Masih belum tau kapan lebaran, tapi semoga aja besok sesuai dengan prinsipnya Pak JK (The real president for me) Lebih cepat lebih baik.. Qeqe.. Lagian kasian sama bundo dan tetangga-tetangga yang hari ini sudah merebus ketupat, masak rendang, bistik, opor ayam dan teman ketupat yang lainnya.

Lebaran tahun ini pasti sepi bagi keluarga pakcik Noordin, karena sang pemimpin rumah tangga sudah ditembak mati hari kamis kemaren, yang sabar ya makcik2 (ada banyakkan istrinya?). Habis salah sendiri juga milih suami seorang teroris (uups masih bulan puasa ga boleh ngomongin orang) ^^V, salut dengan tim densus 88, jadi namanya ga usah diganti dengan densus 69 klo gitu hohohoho…

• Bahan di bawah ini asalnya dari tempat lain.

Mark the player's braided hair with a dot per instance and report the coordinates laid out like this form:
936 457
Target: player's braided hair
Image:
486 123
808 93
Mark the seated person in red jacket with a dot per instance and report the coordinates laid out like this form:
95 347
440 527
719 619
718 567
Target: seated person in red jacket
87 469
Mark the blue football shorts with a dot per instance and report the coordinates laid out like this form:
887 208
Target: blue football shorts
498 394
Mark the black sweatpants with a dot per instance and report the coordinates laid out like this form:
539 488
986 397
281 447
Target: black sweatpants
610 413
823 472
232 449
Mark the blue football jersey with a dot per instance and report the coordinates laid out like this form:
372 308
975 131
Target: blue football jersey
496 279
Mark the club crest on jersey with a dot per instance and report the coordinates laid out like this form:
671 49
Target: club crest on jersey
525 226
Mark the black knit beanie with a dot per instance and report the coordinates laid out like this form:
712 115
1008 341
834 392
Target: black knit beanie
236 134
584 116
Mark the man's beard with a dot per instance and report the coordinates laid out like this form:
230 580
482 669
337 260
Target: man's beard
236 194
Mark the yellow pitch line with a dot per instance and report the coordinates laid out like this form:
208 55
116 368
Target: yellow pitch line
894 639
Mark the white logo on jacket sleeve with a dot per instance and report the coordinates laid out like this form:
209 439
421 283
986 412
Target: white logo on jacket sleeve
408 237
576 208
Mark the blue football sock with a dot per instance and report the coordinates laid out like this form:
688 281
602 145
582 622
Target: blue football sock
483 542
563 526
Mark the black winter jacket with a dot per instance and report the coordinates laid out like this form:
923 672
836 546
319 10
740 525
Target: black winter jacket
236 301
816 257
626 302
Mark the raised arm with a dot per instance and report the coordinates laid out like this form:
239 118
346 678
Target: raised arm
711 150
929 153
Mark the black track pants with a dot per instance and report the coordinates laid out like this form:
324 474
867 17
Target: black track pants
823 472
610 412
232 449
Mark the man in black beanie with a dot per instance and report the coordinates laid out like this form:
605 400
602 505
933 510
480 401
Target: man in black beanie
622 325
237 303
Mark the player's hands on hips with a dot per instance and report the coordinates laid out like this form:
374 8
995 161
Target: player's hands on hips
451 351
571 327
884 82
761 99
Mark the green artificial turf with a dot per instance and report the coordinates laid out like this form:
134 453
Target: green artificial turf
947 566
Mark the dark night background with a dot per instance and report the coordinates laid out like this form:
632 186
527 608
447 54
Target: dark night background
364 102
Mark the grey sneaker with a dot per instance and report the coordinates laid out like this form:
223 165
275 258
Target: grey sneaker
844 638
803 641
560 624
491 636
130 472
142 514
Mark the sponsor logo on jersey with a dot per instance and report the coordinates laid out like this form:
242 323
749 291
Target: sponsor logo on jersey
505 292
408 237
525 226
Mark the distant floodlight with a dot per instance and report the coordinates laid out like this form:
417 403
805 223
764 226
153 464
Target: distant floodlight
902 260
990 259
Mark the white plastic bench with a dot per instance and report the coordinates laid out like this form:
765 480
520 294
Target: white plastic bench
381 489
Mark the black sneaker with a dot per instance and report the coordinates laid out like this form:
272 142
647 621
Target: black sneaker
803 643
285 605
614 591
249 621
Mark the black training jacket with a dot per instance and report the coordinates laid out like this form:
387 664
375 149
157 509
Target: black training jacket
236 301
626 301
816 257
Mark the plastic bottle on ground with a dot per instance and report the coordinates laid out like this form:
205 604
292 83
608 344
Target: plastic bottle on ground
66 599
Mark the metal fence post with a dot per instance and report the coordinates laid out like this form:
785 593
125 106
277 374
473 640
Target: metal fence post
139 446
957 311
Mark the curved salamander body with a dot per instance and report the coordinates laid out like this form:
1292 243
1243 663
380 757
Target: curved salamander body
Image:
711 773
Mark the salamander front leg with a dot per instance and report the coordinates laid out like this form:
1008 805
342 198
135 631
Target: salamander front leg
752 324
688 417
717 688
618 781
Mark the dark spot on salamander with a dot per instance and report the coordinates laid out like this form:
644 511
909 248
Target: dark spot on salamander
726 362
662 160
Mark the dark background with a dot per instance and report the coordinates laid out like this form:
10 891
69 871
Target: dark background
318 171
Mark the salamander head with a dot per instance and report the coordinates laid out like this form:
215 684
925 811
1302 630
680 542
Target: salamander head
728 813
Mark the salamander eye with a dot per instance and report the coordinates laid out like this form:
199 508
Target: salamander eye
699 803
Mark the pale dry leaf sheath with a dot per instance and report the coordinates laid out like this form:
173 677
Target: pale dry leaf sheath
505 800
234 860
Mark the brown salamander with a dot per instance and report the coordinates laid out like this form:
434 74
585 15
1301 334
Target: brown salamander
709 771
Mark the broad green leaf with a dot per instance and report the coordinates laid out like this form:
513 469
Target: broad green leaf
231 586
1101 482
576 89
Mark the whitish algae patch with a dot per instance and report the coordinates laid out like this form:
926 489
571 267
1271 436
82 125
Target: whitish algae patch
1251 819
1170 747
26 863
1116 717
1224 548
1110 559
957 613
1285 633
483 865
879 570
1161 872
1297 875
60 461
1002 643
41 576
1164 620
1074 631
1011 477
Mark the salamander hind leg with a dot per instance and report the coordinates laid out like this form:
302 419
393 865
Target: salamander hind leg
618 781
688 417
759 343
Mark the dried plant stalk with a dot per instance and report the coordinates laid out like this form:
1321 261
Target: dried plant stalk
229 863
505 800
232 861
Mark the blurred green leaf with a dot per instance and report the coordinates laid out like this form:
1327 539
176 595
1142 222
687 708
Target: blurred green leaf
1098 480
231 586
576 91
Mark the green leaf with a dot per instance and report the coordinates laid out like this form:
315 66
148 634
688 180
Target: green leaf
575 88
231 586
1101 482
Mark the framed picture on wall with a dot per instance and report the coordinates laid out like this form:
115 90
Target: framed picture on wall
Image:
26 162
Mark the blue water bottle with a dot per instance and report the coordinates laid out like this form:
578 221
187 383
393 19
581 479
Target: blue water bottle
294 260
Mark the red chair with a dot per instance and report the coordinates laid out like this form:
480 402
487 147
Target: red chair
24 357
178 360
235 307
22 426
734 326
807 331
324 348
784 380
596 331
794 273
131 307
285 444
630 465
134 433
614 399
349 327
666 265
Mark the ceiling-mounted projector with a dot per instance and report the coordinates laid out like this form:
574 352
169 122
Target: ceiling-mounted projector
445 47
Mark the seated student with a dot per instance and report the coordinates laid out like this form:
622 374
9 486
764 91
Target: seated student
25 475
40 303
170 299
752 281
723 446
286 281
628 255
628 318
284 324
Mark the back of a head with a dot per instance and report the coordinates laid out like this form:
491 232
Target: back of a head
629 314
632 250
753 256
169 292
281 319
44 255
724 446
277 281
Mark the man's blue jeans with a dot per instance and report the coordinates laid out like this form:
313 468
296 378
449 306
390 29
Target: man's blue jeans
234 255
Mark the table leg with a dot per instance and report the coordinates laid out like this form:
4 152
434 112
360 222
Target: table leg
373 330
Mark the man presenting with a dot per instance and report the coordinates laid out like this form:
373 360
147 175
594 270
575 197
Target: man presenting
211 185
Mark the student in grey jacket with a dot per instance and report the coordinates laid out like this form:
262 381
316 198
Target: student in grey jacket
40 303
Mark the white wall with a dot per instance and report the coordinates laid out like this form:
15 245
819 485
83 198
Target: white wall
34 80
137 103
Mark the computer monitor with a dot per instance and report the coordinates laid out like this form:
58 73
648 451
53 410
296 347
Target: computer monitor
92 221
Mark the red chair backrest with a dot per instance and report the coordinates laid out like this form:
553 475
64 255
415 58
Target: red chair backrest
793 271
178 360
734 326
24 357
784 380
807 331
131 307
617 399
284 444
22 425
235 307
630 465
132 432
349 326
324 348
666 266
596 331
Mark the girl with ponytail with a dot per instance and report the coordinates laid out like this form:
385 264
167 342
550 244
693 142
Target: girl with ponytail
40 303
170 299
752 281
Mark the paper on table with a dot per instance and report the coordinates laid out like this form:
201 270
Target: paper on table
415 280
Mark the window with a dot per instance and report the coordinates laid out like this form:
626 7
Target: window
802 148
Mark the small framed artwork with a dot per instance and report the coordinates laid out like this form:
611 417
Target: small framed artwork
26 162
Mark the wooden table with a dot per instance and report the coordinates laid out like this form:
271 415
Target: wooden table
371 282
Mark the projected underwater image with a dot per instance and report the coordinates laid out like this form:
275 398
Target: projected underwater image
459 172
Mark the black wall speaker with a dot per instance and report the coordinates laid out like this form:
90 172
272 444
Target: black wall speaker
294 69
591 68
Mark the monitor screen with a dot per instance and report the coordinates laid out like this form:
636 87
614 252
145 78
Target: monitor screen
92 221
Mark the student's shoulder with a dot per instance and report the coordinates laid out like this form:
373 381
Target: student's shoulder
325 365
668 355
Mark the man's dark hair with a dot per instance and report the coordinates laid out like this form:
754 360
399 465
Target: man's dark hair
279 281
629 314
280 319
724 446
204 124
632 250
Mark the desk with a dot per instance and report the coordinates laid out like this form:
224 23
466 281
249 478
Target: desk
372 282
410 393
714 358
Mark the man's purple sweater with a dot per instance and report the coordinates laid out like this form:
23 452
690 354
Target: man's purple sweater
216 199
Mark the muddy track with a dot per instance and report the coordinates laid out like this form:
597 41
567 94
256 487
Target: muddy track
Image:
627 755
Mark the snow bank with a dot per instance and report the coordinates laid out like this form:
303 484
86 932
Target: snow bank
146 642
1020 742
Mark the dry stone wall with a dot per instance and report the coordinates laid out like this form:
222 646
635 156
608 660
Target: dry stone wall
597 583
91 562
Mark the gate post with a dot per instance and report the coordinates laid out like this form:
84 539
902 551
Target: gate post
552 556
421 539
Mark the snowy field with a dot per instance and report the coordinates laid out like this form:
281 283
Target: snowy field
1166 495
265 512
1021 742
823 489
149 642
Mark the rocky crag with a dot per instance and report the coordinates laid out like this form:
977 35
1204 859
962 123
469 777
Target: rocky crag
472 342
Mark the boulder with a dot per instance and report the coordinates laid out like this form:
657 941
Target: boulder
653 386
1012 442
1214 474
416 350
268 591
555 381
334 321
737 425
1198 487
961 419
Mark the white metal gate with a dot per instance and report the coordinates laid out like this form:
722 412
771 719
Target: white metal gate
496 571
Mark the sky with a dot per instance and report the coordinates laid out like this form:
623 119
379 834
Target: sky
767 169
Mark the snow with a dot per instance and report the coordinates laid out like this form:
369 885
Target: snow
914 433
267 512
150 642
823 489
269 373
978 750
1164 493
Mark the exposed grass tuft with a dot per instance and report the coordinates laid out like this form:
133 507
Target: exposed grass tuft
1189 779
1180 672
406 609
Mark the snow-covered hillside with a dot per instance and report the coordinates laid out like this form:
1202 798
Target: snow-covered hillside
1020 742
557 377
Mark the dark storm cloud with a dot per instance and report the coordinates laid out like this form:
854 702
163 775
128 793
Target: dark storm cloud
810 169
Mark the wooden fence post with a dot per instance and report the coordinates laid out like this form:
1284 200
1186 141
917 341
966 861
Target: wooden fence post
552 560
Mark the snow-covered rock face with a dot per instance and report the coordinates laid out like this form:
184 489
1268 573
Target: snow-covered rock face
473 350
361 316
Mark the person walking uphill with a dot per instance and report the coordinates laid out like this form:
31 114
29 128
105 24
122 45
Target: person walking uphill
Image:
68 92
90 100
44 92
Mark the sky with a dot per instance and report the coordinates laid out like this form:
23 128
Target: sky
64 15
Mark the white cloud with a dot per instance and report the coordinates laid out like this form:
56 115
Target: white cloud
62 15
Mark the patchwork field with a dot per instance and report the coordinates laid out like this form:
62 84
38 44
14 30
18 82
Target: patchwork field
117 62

Ok stop bikin dosa lagi, saya pribadi M. Muslim Anshori dengan ini menghaturkan permintaan maaf yang teramat sangat kepada teman-teman semua, mohon maaf apabila selama setahun kebelakang sering berbuat salah, kepada korban-korban kejahatan yang suka saya palak, saya sabet dengan silet dan juga suka saya omongin di belakang, atau tulisan saya yang tidak berkenan di hati teman-teman. Maafin aku ya, cos  I’m not a perfect person, like what I had written before I’m just a simply and ordinary person hehehe..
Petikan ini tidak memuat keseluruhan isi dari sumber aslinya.